It's a story worth remembering today, when the Democrats are once again ahead and the Republicans are finding it difficult to convince the cab driver. "The GOP is in real trouble," wrote the Register's veteran columnist David Yepsen, commenting on the results of the survey. The Independents who will stream to vote for a Democrat in the caucuses are expected to prove this.

The Israel Factor panel was asked this week which Republican candidate would be preferable, from Israel's point of view, to win in Iowa - but members were also asked to take into account candidates' realistic chances. The panel could not reach a clear consensus: Similar numbers of votes were registered for both Huckabee and McCain. Nonetheless, there is some form of agreement, in that Romney is not a preferred candidate. This, in spite of the fact that the panel knew the least about Huckabee. In fact, knew too little.

In his campaign speeches, John McCain often quotes a joke by the late U.S. representative Morris Udall, a presidential candidate in 1976. "One New Hampshire man asks another what he thinks of Udall. The second man replies, 'I don't know. I've only met him twice.'" These are the voters in Iowa and New Hampshire: spoiled. They want to meet their candidates, and not only through television. They want to know as much as possible about them. They take their role as the first to cast their ballots seriously, a role that many believe it is high time to take from them.

This is one of the reasons that the percentage of voters in Iowa who have yet to decide whom they will vote for is still high enough to decide the contest. In 2004, 21 percent of the Democratic voters decided whom they would cast their vote for during the three days leading up to the caucuses. The latest Register poll was conducted four days before the vote. It is no surprise then that during these final days the candidates are rushing from one event to the other, trying to meet more and more voters. Perhaps they will manage to change voters' minds.

Udall, of McCain's joke, was a Mormon candidate, like Mitt Romney. But like Romney's biggest rival, Mike Huckabee, he was also a funny man. Perhaps too funny. Huckabee's rivals are trying to use his sense of humor against him. We are looking for "a commander in chief, not a court jester," another Republican candidate, Fred Thompson said.

The longer the attacks on Huckabee carry on, the more they may convince voters. Forty-six percent of Republicans in Iowa said in surveys that they have already decided whom they will vote for, but they also said that they could still change their minds. This is the sort of support that poll takers call "soft." Softness of this kind could result in a change of preferred candidate, but it could also end with a last-minute decision not to leave the house.

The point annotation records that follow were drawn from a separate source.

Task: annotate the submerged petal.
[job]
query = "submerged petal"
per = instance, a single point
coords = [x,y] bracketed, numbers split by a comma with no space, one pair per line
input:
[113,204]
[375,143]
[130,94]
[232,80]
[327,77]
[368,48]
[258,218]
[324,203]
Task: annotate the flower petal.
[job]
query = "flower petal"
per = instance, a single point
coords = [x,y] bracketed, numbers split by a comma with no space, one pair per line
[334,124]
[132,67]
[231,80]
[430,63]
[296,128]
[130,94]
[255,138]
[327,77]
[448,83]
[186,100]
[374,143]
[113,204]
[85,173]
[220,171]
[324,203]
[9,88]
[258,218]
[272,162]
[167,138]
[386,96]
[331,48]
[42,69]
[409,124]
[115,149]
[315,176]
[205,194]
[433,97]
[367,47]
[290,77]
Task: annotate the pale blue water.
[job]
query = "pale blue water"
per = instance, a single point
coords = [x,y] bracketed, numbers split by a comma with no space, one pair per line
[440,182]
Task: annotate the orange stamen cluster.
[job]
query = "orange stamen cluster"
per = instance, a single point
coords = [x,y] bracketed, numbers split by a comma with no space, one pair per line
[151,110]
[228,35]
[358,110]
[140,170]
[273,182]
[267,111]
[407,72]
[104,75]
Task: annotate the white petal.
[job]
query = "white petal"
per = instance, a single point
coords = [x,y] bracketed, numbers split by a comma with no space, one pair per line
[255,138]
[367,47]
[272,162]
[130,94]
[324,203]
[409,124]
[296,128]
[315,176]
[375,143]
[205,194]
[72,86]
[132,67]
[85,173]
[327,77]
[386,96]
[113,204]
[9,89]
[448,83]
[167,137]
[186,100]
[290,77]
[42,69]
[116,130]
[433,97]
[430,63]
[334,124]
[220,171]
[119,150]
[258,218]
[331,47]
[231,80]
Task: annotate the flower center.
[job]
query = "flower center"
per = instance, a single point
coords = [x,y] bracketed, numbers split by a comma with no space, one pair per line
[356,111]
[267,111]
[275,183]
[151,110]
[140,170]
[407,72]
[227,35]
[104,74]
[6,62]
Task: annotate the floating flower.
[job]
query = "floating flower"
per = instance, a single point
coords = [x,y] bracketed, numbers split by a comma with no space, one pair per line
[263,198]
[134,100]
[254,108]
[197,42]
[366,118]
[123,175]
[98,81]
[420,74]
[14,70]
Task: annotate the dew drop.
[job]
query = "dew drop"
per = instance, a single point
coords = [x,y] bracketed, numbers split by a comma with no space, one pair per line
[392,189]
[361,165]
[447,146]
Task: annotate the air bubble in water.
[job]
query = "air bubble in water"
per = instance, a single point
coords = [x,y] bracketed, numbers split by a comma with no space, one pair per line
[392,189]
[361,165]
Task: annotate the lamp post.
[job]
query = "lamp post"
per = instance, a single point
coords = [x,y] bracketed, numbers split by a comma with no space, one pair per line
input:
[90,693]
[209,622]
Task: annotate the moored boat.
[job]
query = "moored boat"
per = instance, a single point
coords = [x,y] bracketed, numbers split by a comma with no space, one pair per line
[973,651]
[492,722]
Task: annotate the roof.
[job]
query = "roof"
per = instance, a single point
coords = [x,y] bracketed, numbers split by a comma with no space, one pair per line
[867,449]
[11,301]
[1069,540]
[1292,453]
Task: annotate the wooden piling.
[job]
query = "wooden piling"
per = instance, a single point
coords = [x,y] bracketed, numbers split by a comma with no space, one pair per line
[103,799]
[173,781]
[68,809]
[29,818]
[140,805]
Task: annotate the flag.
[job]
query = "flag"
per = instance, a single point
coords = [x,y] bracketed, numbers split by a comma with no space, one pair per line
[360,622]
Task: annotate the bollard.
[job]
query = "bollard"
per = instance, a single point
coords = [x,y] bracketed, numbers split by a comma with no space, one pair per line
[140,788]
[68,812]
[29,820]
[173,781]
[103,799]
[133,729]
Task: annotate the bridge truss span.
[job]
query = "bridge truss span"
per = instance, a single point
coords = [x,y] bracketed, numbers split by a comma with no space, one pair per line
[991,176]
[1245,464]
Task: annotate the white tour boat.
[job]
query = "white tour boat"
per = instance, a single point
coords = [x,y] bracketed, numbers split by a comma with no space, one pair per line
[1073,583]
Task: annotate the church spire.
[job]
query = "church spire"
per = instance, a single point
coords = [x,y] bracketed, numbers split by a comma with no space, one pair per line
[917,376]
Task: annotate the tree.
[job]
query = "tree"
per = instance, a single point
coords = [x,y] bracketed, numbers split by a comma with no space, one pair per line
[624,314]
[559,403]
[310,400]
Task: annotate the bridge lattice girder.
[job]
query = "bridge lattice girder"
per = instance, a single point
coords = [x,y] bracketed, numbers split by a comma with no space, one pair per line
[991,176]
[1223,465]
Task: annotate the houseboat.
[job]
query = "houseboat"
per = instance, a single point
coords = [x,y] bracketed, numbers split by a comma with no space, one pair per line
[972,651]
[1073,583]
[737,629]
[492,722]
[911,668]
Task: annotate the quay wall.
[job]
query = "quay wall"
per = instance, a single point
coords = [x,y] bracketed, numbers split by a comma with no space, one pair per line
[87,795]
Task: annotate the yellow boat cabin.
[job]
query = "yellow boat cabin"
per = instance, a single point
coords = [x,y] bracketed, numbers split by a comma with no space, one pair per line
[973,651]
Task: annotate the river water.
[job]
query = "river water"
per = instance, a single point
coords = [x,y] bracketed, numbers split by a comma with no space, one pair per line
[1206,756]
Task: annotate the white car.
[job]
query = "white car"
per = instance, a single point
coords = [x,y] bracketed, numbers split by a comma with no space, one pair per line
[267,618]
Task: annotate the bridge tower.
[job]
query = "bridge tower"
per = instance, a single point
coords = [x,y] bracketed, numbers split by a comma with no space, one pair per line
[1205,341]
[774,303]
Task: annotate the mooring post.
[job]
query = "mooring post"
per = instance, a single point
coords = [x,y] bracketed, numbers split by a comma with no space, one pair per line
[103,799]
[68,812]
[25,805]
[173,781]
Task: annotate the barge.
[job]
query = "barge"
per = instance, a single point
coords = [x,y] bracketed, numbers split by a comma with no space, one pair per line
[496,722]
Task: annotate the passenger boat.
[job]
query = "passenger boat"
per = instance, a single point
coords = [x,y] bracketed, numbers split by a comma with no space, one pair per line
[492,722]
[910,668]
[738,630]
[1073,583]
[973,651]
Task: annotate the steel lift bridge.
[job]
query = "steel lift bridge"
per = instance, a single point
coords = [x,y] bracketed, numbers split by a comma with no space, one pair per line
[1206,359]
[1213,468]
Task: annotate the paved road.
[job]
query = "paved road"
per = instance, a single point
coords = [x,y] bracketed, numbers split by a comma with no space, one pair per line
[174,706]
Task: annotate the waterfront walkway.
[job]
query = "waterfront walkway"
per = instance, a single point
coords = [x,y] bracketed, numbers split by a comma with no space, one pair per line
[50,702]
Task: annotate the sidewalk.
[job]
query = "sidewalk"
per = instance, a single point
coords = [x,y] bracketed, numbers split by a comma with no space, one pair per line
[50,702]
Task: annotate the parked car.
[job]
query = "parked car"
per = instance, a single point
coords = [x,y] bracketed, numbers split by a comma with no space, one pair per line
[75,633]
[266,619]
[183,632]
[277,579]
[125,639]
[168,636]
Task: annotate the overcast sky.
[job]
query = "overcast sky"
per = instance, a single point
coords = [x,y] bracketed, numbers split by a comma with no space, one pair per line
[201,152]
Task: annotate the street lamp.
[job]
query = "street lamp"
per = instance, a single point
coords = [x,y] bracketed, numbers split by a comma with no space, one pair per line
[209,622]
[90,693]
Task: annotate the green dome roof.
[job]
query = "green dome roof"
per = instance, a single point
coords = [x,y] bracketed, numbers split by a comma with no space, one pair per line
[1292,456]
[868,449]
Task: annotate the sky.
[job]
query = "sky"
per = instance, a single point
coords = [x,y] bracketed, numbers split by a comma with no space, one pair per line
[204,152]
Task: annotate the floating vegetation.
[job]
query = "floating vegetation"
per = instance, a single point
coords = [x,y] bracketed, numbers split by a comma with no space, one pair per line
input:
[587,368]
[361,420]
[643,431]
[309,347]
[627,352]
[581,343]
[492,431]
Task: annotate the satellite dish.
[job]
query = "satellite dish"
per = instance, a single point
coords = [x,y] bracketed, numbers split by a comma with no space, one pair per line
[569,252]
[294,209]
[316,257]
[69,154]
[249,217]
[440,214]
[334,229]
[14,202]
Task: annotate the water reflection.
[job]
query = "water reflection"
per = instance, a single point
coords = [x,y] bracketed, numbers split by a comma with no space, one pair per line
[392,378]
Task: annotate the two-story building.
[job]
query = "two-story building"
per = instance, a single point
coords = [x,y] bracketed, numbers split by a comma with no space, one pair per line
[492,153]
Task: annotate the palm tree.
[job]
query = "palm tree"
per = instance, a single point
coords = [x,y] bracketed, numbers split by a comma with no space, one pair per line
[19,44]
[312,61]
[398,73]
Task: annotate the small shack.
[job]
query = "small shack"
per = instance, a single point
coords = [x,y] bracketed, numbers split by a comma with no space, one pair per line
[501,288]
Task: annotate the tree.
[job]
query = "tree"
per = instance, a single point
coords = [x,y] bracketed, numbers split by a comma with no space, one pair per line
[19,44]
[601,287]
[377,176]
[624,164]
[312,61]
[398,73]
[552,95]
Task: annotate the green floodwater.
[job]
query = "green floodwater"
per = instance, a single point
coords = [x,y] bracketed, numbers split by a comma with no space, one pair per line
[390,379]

Some 120,000-150,000 voters are expected to vote in the Democratic caucuses, compared to fewer than 100,000 among the Republicans. As such, attention is being given to the organization behind the candidates: Among the Republicans, Romney's is undoubtedly stronger than Huckabee's; in the case of the Democrats, it is hard to say who has the upper hand. Clinton is trying to bring more women and elderly to the caucuses, and Obama is focused on young voters. The assumption is that whoever manages to bring more will do more damage to Edwards. The former U.S. senator from North Carolina appeals to traditional voters, and they are the ones who will come to vote in any case, come rain or shine.